Gefangene schafften die Grundlage der sowjetischen Wirtschaft

Von Wolf gang Leonhard

Dieses Buch ist weit mehr als ein Augenzeugenbericht über Gefängnisse und Lager der Stalin-Ära. Schildert Solschenizyn im „Archipel Gulag“ die Leiden und Entbehrungen der Gefangenen, so Stajner vor allem ihre Reaktionen. Karlo Stajner ist Kommunist – allerdings Anhänger eines Kommunismus, derzum Stalin-System in diametralem Gegensatz steht. Er bemüht sich zu zeigen, „daß die Entwicklung in der Sowjetunion keine Folge des Sozialismus war, sondern das Ergebnis des konterrevolutionären Umsturzes, den Stalin 1936 durchgeführt hat und der in erster Linie gegen den Sozialismus gerichtet war“.

Karlo Stajner: „7000 Tage in Sibirien“; Europa Verlag, Wien 1975; 505 S., 35,– DM.
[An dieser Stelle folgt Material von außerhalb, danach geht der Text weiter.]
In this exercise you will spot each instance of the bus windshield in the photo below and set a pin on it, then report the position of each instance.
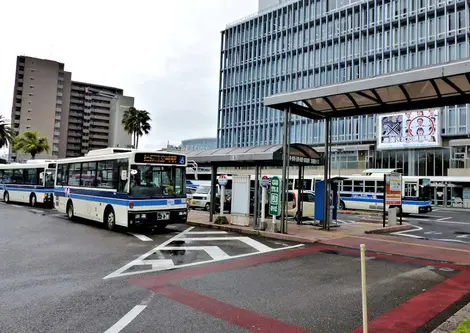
(157, 181)
(203, 189)
(49, 177)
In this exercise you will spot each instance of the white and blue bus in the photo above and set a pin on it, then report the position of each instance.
(31, 182)
(123, 188)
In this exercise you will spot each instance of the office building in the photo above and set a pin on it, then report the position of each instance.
(291, 45)
(199, 144)
(75, 117)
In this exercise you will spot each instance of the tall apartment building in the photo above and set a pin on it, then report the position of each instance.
(74, 116)
(40, 101)
(297, 44)
(94, 118)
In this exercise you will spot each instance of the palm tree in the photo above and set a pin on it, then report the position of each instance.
(137, 123)
(6, 133)
(31, 142)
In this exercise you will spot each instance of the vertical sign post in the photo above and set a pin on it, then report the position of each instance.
(264, 186)
(274, 196)
(222, 182)
(392, 195)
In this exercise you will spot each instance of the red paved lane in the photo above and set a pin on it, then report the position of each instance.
(425, 249)
(406, 318)
(416, 312)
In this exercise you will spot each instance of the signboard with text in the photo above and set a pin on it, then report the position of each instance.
(409, 129)
(393, 189)
(274, 196)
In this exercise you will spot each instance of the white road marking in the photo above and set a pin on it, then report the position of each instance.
(453, 222)
(116, 274)
(247, 240)
(451, 240)
(443, 219)
(207, 233)
(142, 237)
(124, 321)
(37, 211)
(214, 251)
(145, 255)
(404, 233)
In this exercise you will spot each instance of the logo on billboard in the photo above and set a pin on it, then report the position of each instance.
(411, 129)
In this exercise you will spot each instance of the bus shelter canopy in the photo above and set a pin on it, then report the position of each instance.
(422, 88)
(272, 155)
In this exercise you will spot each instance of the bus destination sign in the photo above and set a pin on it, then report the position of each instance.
(151, 158)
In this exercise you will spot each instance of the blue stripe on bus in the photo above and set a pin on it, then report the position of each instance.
(112, 198)
(375, 200)
(23, 188)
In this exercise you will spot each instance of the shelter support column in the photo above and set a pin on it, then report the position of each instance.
(326, 157)
(284, 184)
(213, 192)
(256, 199)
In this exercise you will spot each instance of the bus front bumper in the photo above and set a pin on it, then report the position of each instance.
(153, 218)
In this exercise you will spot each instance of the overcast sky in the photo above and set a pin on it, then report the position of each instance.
(164, 53)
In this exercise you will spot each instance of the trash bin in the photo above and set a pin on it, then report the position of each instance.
(392, 216)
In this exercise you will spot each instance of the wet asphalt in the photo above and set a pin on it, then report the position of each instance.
(52, 274)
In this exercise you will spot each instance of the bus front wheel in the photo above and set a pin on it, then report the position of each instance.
(70, 213)
(110, 218)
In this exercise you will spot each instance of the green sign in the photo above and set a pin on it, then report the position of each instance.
(274, 196)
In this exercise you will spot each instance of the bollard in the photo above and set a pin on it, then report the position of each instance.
(364, 288)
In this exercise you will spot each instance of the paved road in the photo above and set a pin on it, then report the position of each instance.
(63, 276)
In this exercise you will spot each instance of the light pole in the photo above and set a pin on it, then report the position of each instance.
(339, 151)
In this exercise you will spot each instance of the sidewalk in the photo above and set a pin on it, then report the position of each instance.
(351, 236)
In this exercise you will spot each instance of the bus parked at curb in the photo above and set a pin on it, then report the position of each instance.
(119, 187)
(31, 182)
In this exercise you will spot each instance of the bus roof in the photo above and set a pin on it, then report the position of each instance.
(113, 156)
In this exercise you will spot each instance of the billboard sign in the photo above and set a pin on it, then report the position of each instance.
(393, 189)
(409, 129)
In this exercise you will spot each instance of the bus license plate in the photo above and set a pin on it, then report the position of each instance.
(163, 216)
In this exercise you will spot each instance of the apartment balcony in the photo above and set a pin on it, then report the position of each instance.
(75, 121)
(99, 117)
(98, 136)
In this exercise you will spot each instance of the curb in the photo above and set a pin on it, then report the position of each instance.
(387, 230)
(259, 233)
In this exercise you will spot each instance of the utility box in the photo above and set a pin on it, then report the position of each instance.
(392, 216)
(241, 200)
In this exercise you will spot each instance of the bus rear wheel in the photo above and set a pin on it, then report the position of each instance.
(32, 200)
(110, 219)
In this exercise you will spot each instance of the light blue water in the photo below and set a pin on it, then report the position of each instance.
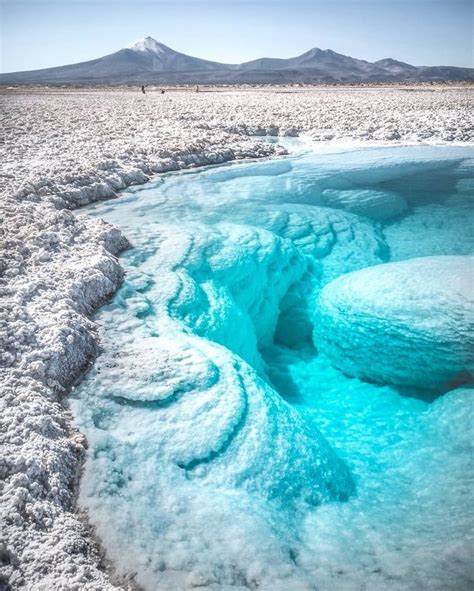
(224, 451)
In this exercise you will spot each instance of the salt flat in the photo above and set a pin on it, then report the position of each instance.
(63, 149)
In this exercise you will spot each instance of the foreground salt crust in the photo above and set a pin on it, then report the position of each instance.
(63, 150)
(408, 323)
Stajner, 1902 in Wien geboren, hatte sich 1919, als Druckerlehrling, der kommunistischen Bewegung, angeschlossen. Auf Vorschlag Willi Münzenbergs, damals Sekretär der Kommunistischen Jugend-Internationale, wurde er 1921 nach Jugoslawien entsandt; dort war er fast zehn Jahre für die illegale kommunistische Partei tätig, bis die von ihm geleitete Druckerei aufflog. Er entkam nach Paris, arbeitete dort unter jugoslawischen Emigranten und richtete anschließend in Wien eine Druckerei für die, zumeist illegal tätigen, kommunistischen Parteien der Balkan-Länder ein. Auf Anweisung Dimitrows, damals Vertreter der Komintern-Führung in Berlin, kam Stajner über Litauen am 14. September 1932 in Moskau an. „Endlich war ich im Land meiner Träume“, beschrieb er seine Hoffnungen.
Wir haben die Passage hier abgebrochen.